Il primo ministro ha promesso che il suo esecutivo si occuperà principalmente di economia, educazione e infrastrutture, aumentando il numero di lavoratori e migliorando i servizi con l’obiettivo di ridurre anche il divario tra le comunità di Israele. Così facendo Bennett spera di risanare le fratture sociali emerse durante l’ultima escalation con Hamas nelle città miste di Israele, dove si sono registrati scontri tra alcuni gruppi di ebrei ed arabo-israeliani. A gradire meno le riforme del governo Lapid-Bennett saranno invece gli ultraortodossi: entrambi i leader sono a favore di una maggiore integrazione degli haredim nel mondo del lavoro, della riduzione dei sussidi pubblici dedicati alla loro comunità e dell’eliminazione dell’esenzione dal servizio militare. Bennett tra l’altro ha anche annunciato la liberalizzazione delle licenze kosher, fino ad oggi appannaggio di un ente rabbinico specializzato legato al mondo degli ultraortodossi e fonte di lauti guadagni.

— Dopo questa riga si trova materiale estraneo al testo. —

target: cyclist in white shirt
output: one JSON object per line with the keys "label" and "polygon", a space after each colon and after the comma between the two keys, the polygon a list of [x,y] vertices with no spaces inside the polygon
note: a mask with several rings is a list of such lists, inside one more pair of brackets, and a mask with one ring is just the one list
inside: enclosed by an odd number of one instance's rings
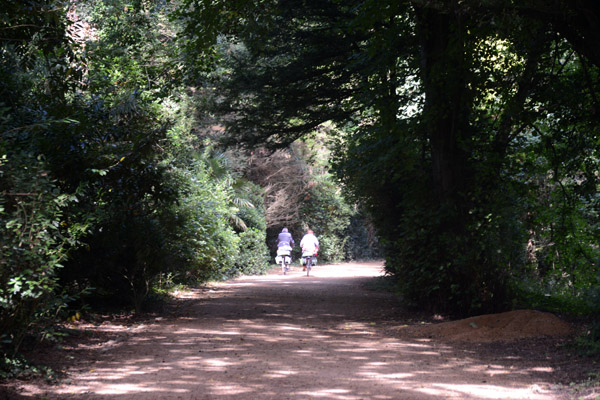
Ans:
{"label": "cyclist in white shirt", "polygon": [[[316,256],[319,252],[319,239],[315,236],[315,233],[309,229],[306,235],[300,241],[300,248],[302,249],[302,256]],[[306,271],[306,266],[302,269]]]}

A rischiare di minare i rapporti con gli arabi è invece il progetto abitativo del primo ministro. Bennett vuole costruire nuove case in tutta Israele per ridurre i costi delle abitazioni, ma nel fare ciò dovrà fare i conti con i problemi legati alla concessione di permessi edilizi e alle dispute sulla proprietà di terreni e immobili che affliggono principalmente la comunità araba, come dimostra il caso del quartiere di Sheikh Jarrah.

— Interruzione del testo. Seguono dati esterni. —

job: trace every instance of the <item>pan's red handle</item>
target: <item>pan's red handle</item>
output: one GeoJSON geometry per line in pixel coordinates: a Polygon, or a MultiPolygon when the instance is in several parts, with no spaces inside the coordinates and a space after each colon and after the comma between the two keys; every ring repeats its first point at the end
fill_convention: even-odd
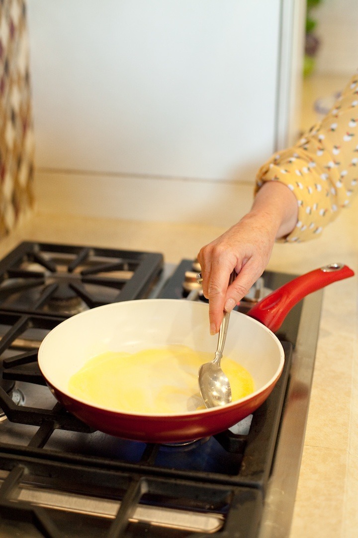
{"type": "Polygon", "coordinates": [[[250,309],[247,315],[275,332],[291,309],[306,295],[354,274],[352,269],[342,264],[331,264],[315,269],[297,277],[267,295],[250,309]]]}

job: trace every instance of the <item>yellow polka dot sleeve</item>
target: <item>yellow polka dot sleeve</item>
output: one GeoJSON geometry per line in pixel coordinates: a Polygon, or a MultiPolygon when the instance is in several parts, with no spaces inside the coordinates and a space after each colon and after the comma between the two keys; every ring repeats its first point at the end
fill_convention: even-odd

Dossier per il momento messi da parte sono invece quelli dei rapporti con l’Autorità nazionale palestinese e degli insediamenti ebraici. Bennett è un noto sostenitore dell’espansionismo israeliano in Cisgiordania e non crede in una risoluzione della questione palestinese, mentre altri partiti della sua coalizione sono a favore della creazione dei due Stati. In fase di negoziazione, i politici riunitisi intorno a Lapid e Bennett avevano promesso di non affrontare nell’immediato questioni così divisive, ma il governo dovrà decidere a breve se concedere o meno l’autorizzazione finale per un nuovo progetto di insediamenti e se ripristinare il flusso di aiuti per Gaza provenienti dal Qatar. Tutti punti su cui è facile prevedere uno scontro tra le forze della maggioranza.

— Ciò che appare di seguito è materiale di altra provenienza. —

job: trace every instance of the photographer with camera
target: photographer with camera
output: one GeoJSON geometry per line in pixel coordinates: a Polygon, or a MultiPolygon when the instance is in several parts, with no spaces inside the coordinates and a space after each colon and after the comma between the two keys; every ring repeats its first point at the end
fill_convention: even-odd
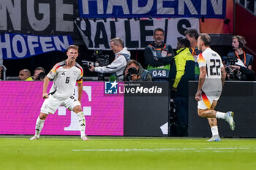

Ma la prima preoccupazione del nuovo esecutivo in politica estera resta l’accordo sul nucleare iraniano. Seguendo la stessa linea del suo predecessore, Bennett ha rimarcato l’opposizione di Israele ai colloqui tra USA e Iran in corso a Vienna e ricordato che lo Stato ebraico manterrà la sua libertà d’azione nei confronti di un Paese che reputa un nemico. Tuttavia, a differenza di Netanyahu, Bennett non ha alcuna intenzione di sfidare il presidente Joe Biden, che ha anzi voluto ringraziare per la vicinanza dimostrata in occasione dell’escalation con Hamas. Il nuovo premier ha anche promesso di rafforzare i legami con gli Stati Uniti e con la diaspora ebraica, in controcorrente rispetto alla politica adottata da Netanyahu e che puntava principalmente ad ottenere il sostegno dei più numerosi cristiani evangelici. In ultimo, il nuovo premier si è impegnato a portare avanti il progetto di normalizzazione dei rapporti con gli Stati a maggioranza musulmana, ma rischia di commettere gli stessi errori del suo predecessore. Bennett, come Netanyahu, non considera prioritaria la risoluzione della questione palestinese, ma l’escalation di maggio con Hamas ha dimostrato che non è possibile rafforzare i legami con i Paesi musulmani mettendo da parte il futuro dei palestinesi. Che hanno ben poco da gioire per questo cambio al governo.